Let's say we have a survey of students stating if they liked a class and if they passed or failed the class. Now, we want to test if these two variables are independent or not. That is to say, we want to know if the students favorability of the class depends on the grade and vise versa. In this article, we will learn how to test the independence of categorical variables.
Let's start by simulating the survey. We will have 20 students saying if the enjoyed the class or not and if they passed or failed.
enj.sample = sample(c("Yes", "No"), 20, replace = TRUE) enjoyed = factor(enj.sample) pass.sample = sample(c("Pass", "Fail"), 20, replace = TRUE) passed = factor(pass.sample)

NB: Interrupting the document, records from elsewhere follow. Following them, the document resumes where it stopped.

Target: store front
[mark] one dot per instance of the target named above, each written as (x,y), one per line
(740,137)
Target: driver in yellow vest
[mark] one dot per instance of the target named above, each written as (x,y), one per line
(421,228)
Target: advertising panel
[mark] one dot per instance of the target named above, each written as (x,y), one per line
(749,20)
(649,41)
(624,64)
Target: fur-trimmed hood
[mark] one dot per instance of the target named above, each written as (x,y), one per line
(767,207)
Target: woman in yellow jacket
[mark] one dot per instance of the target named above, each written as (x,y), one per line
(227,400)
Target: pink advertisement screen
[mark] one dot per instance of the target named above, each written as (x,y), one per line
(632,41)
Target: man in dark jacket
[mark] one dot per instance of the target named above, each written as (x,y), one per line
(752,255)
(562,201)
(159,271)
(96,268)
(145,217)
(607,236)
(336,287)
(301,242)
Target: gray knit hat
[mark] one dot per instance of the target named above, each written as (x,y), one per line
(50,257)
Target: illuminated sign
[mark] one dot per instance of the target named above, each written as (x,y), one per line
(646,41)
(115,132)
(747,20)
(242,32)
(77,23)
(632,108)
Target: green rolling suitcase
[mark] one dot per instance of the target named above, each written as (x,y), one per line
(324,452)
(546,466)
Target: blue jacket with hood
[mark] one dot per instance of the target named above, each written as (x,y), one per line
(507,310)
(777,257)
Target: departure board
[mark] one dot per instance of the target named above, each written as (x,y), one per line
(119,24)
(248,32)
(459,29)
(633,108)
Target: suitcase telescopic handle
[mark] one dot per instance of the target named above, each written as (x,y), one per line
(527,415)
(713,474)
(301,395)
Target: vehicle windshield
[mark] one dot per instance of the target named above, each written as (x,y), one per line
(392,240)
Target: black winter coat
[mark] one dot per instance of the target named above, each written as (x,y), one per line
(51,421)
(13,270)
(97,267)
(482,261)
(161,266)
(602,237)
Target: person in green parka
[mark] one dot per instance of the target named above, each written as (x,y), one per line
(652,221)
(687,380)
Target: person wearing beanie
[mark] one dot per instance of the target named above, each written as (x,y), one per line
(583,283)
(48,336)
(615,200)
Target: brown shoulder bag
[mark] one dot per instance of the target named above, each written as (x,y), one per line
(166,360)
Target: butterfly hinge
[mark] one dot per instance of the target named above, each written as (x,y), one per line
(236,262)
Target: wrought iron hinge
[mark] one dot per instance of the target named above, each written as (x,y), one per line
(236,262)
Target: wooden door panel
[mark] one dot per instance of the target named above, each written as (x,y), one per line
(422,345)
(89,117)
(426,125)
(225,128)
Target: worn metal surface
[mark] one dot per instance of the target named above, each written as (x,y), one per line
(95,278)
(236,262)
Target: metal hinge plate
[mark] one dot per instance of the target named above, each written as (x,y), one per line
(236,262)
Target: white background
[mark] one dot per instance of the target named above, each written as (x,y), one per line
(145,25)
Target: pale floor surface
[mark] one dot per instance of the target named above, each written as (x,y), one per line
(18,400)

To test for independence, we can use the
chi-squared test. To this this in R, we can first use the
table method to create a contingency table, then use the
summary method. This will gived us a chi-squared test and a p-value.
cont.table = table(enjoyed, passed) summary(cont.table) # Number of cases in table: 20 # Number of factors: 2 # Test for independence of all factors: # Chisq = 0.03472, df = 1, p-value = 0.8522 # Chi-squared approximation may be incorrect
From the output we see that the p-value is
.8522 which means we fail to reject the null hypothesis and the two factors are independent. This makes sense as we randomly generated the data set.